Actualité | Recherche fondamentale

Les ours de la grotte Chauvet : de l’art pariétal à l'analyse génomique

Les biologistes du CEA ont pu analyser l'ADN des ours des cavernes de la grotte Chauvet
Des chercheurs de l’Institut de Biologie et Technologies du CEA de Saclay (iBiTec-S) et de l’équipe pluridisciplinaire chargée de l’étude de la grotte Chauvet-Pont d’Arc, à laquelle participent des chercheurs du CNRS, viennent, à partir d’os provenant de la grotte, de séquencer l’ADN mitochondrial de l’ours des cavernes, espèce éteinte depuis 15 000 ans.

28 Octobre 2008

Ces études de génomique démontrent que le dernier ancêtre commun à l’ours des cavernes et l’ours brun vivait il y a environ 1,6 million d’années. Ces travaux viennent d’être publiés en ligne par la revue Proceedings of the National Academy of Sciences of USA le 27 octobre.
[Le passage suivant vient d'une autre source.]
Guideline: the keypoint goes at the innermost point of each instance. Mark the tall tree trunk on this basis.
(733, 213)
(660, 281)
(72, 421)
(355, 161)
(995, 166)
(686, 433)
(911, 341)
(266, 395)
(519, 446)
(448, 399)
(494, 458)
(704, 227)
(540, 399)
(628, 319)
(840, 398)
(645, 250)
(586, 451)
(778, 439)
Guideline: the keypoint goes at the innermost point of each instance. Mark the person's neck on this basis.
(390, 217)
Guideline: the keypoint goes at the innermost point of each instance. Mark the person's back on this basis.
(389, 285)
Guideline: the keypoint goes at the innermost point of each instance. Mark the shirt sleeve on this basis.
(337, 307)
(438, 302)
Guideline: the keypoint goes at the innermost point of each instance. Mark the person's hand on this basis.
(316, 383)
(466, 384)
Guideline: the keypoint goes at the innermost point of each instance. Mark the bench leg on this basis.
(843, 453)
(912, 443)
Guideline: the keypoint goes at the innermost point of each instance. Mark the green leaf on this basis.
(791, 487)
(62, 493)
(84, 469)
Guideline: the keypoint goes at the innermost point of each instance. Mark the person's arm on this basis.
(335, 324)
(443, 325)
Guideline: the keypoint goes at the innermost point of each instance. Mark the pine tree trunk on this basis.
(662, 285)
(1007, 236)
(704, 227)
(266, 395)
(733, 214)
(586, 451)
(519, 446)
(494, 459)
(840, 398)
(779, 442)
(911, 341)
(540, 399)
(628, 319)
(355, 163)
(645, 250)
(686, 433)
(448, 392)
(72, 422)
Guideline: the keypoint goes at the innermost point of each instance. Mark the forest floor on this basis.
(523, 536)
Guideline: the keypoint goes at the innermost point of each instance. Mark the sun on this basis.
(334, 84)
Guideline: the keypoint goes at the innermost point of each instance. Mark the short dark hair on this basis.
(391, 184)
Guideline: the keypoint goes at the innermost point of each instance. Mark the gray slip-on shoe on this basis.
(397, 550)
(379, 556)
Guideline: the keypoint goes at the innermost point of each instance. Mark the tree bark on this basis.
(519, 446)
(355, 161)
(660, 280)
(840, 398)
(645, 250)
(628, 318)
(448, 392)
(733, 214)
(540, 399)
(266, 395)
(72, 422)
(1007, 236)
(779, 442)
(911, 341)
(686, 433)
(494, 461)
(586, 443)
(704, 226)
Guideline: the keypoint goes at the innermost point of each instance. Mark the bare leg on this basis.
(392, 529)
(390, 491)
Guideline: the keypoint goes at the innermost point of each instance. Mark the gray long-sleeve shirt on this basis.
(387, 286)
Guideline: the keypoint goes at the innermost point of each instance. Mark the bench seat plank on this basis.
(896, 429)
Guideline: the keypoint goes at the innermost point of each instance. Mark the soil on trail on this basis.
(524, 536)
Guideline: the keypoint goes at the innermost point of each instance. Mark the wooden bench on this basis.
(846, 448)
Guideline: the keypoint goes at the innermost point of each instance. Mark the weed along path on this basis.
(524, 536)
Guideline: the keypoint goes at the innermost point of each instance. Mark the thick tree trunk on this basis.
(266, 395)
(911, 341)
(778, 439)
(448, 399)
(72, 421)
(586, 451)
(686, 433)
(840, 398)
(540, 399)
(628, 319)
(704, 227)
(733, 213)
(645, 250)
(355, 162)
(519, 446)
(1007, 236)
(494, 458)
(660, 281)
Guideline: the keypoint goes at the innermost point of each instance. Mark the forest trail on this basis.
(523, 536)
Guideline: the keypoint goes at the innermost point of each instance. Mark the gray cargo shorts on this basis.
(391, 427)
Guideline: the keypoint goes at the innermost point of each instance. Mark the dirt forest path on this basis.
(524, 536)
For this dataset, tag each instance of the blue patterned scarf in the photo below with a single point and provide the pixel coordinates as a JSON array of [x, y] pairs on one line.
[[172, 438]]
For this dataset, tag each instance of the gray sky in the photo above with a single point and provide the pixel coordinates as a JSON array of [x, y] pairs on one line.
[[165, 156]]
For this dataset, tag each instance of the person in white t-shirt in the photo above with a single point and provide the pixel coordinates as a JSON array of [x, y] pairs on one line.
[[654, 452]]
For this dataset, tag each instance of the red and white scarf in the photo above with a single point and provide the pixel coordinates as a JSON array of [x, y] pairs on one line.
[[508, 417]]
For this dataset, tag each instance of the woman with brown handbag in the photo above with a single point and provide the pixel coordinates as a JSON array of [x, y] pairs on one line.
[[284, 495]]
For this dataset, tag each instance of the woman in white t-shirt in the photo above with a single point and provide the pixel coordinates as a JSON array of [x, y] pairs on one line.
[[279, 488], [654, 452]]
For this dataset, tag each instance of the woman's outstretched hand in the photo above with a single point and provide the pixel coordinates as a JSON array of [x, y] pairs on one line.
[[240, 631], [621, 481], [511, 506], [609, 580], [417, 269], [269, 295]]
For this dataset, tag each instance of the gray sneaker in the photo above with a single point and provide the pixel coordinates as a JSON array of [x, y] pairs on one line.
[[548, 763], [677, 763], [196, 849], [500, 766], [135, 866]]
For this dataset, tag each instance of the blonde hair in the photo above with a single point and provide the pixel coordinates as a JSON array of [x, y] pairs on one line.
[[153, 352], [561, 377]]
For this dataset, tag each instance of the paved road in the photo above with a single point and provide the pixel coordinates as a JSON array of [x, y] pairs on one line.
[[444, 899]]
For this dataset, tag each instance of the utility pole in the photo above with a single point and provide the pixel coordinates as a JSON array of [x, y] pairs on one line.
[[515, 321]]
Connue pour ses peintures pariétales* exceptionnelles, la grotte Chauvet-Pont d’Arc, qui est affectée au ministère de la Culture et de la Communication et protégée au titre des monuments historiques, est également un site riche en ossements d’ours des cavernes. Leur datation par la méthode du carbone-14 a montré que ces ours étaient présents dans la grotte il y a 32 000 ans. L’exceptionnelle conservation des ossements a permis aux biologistes d’en analyser l’ADN et ainsi de faire de nouvelles avancées sur l’étude des espèces éteintes et la phylogénie** des ours.

Jean-Marc Elalouf de l'Institut de biologie et technologies du CEA a participé à l'étude génomique des ossements des ours de la Grotte Chauvet. Il revient sur cette étude et leurs résultats.
(durée : 2'30)


La mitochondrie contient un ADN, plus petit que celui du noyau de la cellule, qui fournit une information précise concernant l’évolution des organismes. Ainsi, il se comporte comme une « horloge moléculaire » qui permet de définir à quelle époque deux espèces ont divergé. Cependant la conservation de l’ADN est limitée dans le temps et, jusqu’à ce jour, les tentatives d’analyse de l’ADN mitochondrial de l’ours des cavernes reposaient essentiellement sur l’étude de très petits fragments. Les chimistes de l’iBiTec-S ont identifié un échantillon dans lequel la matière organique était particulièrement bien préservée. Les biologistes ont ensuite purifié, amplifié et séquencé l’ADN de cet échantillon. Ils ont ainsi caractérisé un génome mitochondrial complet composé de 17 000 nucléotides. La comparaison de ce génome avec celui d’ours actuels par analyse informatique permet d’établir avec une grande précision la phylogénie de la lignée ursine. Ce résultat montre que le dernier ancêtre commun à l’ours des cavernes et l’ours brun, l’espèce la plus proche, vivait il y a 1,6 million d’années.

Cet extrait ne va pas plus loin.